You’re probably thinking, “Huh?” You may want to blame the de-bundling debacle for this one. Average fares dropped 1.9 percent in the three-year period between 2010 and 2013. Last year’s third quarter yielded an average fare of $390, down 14 percent from $453 in 2000. Compare the 14 percent fare decline with a 34.8 percent increase in overall consumer prices.
United Airlines charges the most.
United Airlines controls three of the five airports with the highest average fares in the nation, with Newark at $491, Washington Dulles at $506 and Houston Bush Intercontinental at $507. But, the priciest airport in the country is still Huntsville, Alabama, where passengers pay an average of $559 due to AirTran Airways’ departure.
Delta does Atlanta.
The majority of America’s busiest airport is controlled by Delta Air Lines (68.3 percent), and Atlantans are paying dearly for the privilege – an average of $432, up 22.6 percent since 2012. Fares are also rising quickly in Colorado Springs (20.4 percent), New York’s White Plains (15.8 percent) and Florida’s Fort Myers (15.1 percent).
Which airport has the nation’s lowest average fare, you ask?
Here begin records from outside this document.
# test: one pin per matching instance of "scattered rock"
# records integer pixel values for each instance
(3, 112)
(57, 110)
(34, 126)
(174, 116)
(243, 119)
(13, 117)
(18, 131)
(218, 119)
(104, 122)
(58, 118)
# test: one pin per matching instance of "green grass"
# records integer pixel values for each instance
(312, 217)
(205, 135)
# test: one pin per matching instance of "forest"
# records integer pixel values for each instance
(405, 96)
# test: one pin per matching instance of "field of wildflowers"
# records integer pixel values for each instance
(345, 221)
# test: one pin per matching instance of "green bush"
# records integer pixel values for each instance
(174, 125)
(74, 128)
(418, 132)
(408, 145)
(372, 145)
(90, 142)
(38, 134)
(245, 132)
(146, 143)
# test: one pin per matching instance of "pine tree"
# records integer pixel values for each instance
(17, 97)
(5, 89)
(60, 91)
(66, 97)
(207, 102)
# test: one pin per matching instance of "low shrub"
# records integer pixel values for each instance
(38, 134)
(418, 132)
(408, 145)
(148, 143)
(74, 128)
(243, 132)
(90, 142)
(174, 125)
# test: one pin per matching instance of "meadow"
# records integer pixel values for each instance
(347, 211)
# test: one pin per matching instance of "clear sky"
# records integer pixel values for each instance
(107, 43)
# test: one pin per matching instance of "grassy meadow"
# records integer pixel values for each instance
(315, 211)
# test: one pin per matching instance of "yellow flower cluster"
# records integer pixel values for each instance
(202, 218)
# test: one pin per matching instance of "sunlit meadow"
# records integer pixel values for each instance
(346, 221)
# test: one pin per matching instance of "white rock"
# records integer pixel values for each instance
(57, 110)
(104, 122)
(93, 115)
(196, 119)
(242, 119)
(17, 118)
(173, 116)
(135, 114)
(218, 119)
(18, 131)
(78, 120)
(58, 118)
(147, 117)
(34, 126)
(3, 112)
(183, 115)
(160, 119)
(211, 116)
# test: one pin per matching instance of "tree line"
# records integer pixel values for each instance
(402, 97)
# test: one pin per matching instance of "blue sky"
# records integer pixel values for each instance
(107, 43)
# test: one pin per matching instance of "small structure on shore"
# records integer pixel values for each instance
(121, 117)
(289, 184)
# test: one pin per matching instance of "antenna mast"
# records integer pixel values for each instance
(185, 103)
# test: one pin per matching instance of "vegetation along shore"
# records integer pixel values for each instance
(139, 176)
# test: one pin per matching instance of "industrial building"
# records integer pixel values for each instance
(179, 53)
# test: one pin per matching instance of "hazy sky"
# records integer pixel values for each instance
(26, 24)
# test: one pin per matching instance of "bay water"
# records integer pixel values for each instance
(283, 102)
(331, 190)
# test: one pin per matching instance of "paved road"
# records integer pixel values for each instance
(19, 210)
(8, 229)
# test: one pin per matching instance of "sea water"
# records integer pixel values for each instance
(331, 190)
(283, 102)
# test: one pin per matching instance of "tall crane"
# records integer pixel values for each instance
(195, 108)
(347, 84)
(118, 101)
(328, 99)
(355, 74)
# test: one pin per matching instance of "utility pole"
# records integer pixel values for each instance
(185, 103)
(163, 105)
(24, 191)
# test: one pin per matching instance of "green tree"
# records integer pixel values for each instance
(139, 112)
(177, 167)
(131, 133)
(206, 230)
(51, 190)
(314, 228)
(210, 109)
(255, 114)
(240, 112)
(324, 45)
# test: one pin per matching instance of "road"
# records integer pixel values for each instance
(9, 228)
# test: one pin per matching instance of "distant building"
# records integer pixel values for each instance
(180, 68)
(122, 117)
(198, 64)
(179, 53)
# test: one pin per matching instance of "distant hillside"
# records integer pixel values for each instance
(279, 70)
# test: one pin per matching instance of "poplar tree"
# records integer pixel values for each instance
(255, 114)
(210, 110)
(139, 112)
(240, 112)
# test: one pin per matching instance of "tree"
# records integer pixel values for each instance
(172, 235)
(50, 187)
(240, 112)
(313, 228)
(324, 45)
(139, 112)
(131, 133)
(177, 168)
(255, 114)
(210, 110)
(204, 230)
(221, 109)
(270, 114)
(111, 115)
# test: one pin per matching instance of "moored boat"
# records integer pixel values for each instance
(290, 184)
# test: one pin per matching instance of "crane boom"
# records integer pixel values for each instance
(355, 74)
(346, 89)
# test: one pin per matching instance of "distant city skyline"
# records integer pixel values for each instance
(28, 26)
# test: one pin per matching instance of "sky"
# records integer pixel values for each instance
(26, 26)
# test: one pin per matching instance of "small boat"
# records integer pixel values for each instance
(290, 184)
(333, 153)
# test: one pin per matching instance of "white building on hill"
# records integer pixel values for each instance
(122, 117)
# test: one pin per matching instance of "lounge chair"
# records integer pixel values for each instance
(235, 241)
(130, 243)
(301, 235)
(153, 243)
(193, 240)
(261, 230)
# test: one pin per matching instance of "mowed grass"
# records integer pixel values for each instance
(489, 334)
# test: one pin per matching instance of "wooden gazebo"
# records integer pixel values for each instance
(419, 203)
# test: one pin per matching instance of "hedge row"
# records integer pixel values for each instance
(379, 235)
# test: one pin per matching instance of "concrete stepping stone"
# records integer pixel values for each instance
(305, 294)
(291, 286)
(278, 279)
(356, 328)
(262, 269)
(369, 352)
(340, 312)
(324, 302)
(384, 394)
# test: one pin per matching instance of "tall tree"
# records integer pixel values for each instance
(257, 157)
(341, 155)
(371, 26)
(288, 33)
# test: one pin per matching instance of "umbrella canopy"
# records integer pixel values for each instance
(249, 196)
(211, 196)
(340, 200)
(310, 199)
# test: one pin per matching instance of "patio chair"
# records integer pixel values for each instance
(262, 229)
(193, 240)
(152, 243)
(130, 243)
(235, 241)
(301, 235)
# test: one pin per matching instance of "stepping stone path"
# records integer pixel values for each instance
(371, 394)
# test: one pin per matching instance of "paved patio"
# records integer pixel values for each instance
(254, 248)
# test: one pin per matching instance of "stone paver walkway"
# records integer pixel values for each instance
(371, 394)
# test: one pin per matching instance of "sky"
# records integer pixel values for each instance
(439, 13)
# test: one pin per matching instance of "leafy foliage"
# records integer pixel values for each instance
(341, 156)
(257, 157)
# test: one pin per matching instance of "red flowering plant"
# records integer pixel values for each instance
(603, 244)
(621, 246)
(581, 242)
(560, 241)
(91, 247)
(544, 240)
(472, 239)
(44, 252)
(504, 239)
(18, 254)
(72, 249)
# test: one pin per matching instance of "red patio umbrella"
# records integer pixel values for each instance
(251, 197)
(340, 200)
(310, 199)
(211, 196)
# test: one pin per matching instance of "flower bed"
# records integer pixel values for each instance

That title goes to New Jersey gambling town Atlantic City, where the average fare in 2013 was $157. But don’t let the uncharacteristically low fare fool you: the price is still up 16.5 percent year over year, which makes Atlantic City the third highest price increase in the nation.
Let’s get small.
The smaller cities are what saw the largest average fare decreases. Prices in Bellingham, Washington declined by 16.4 percent; Charleston, South Carolina dropped 8.1 percent; Providence, Rhode Island dropped 6.7 percent; Burlington, Vermont; and 3.2 percent in Manchester, New Hampshire. Charleston’s price-drop can be attributed to the arrival of JetBlue Airlines, while Southwest dominates Manchester (60 percent) and Providence (50 percent), and low-cost carriers Allegiant, Frontier and Sun Country serve Bellingham.
Our place in fare history.
When the BTS started compiling price data in 1995, it listed the average fare as $439, meaning airfares have remained fairly low compared to prices in the last 20 years. Currently, we’re down 11.2 percent with the current average fare of $390. During the same time, the general inflation rate was 52.87 percent, according to the BTS reading of the Consumer Price Index.
Is it possible for the fares to be down even though the national inflation rate soared? Absolutely. Consider that the “average” fare still includes leisure travelers who occasionally score a $69 fare to Florida. But be weary: comparing quality of fares from 1995 to 2013 is the same apple-and-oranges argument.
Think about it: in 1995, airfare included two or three checked bags with a hefty weight limit, seat assignments, by-your-row boarding privileges, a full meal, better service— the list goes on. Everyone knows the modern unbundling scheme, forcing you to pay for your seat of choice and early boarding, and fees like changing a nonrefundable ticket, which have soared to a whopping $200 on more domestic flights. Finally, the seat you’re buying today is probably much narrower with less legroom and located on a much smaller and more uncomfortable aircraft than in 1995.